During your fifties, you may contend with “lifestyle creep” – the phenomenon of your household expenses growing along with your pay raises. These increased expenses may include housing costs, education costs, healthcare costs, even eldercare costs. Despite these financial strains, the inflow of new money into retirement accounts must not cease; your retirement plan assets should not be drawn down through loans or withdrawn too early.

Chapter 2: The Early Sixties

The anticipation builds at this point; you start to think about the process of retiring and the precise financial and lifestyle steps involved. You also begin to think about the near future – not only what you will do next, but how you will do it.

According to the Center for Retirement Research at Boston College, the average American man now retires at age 64, the average American woman at age 62. So the reality is that the early sixties coincide with retirement for many people. This reality is worth noting in light of the difference between Americans’ envisioned and actual retirement ages.
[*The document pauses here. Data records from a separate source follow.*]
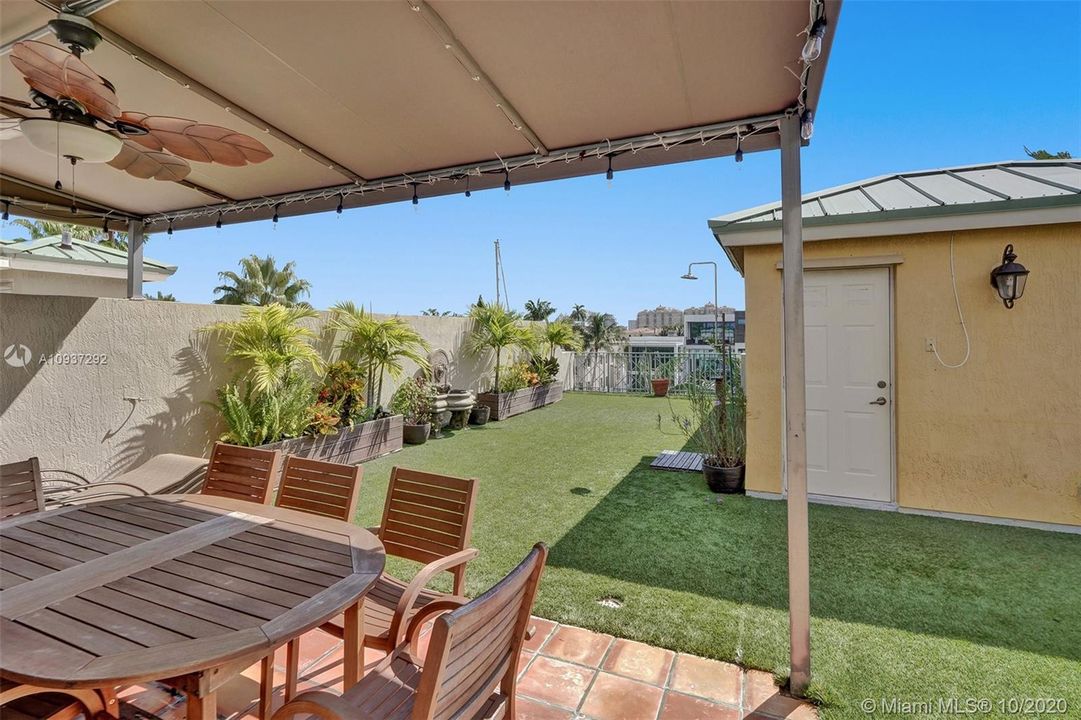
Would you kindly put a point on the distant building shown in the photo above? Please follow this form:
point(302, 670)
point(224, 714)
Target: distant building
point(58, 266)
point(657, 318)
Last April, a Gallup poll asked pre-retirees when they expected to leave the workforce: 37% saw themselves working past 65, 32% before 65, and 24% at 65. The same poll asked older, retired Americans when they had stopped working full-time, and 67% of those respondents said they had done so before 65.3,4

You may have to act on your plans to volunteer or start an encore career earlier than you think. If you do not have a set plan for the next chapter, a phased retirement may give you more of an opportunity to determine one.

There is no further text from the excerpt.